When we’re done arguing about tooling, we’ll get started on architectures. ELT vs ETL – wait a minute both of those are dumb, medallion architecture is king. Wait a minute, medallion architecture is exactly the same thing!

And still, this all comes in spite of the fact that you’ll be able to achieve 95% of organisational use cases, more or less straight away, with just about any of the above.

I blame FAANG

The constant obsession that we have the same problems as the chosen few is just nonsense. Some people may be reading this and thinking, uh, well, yeah, we have much, much more data than they do – and sure, I believe you – but I do not think that is the norm. In most cases, people are working with datasets that are simple and fundamental to every organisation – finance, HR, sales, etc – and they’re struggling with it, too! Data professionals are fed a steady dose of “Ex-Google” employees offering keynote speeches at data events (many of which are excellent). While these are interesting, and a lot of the content offers food for thought in the abstract, it often deals with technological questions that are so far different from the issues of most data people:

  1. Does the data model meet the reporting need?
  2. Is the pipeline productionised?
  3. Can we get this report shared with the business?
  4. How do we know the numbers are right?

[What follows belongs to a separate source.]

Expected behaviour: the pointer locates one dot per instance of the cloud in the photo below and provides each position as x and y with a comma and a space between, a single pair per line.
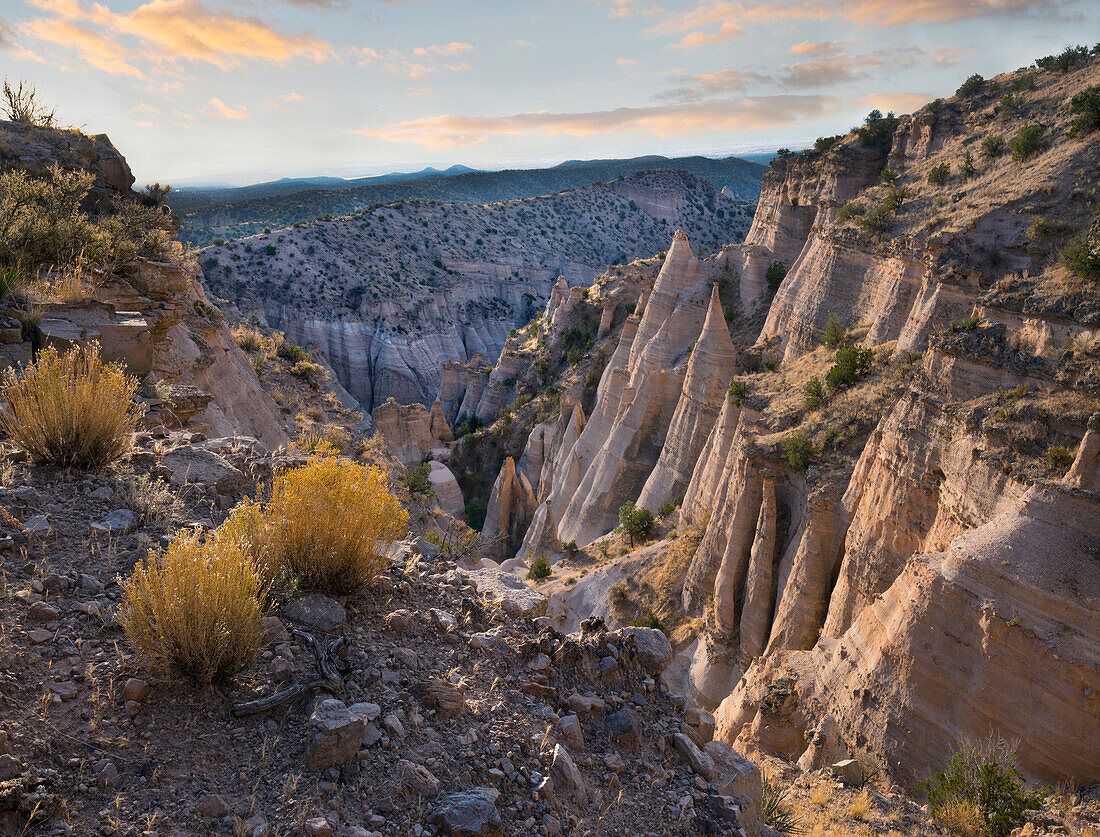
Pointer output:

Very little in the operational delivery of positive answers to those questions has anything to do with the tech stack. In fact, it’s almost always the people involved getting things over the line. Great project management, great people management, great stakeholder management. These are the things that deliver great products, great projects and great relationships with organisations.

So, the ask is simple...

Next time you want to roast somebody’s idea of a good tech stack – stop. Think about whether it matters and get back to the task in hand. Data has to deliver value, or it ceases to be something worth investing in – and I’d bet if you’re not doing that, it’s probably less about the technical nuances, and more about the delivery.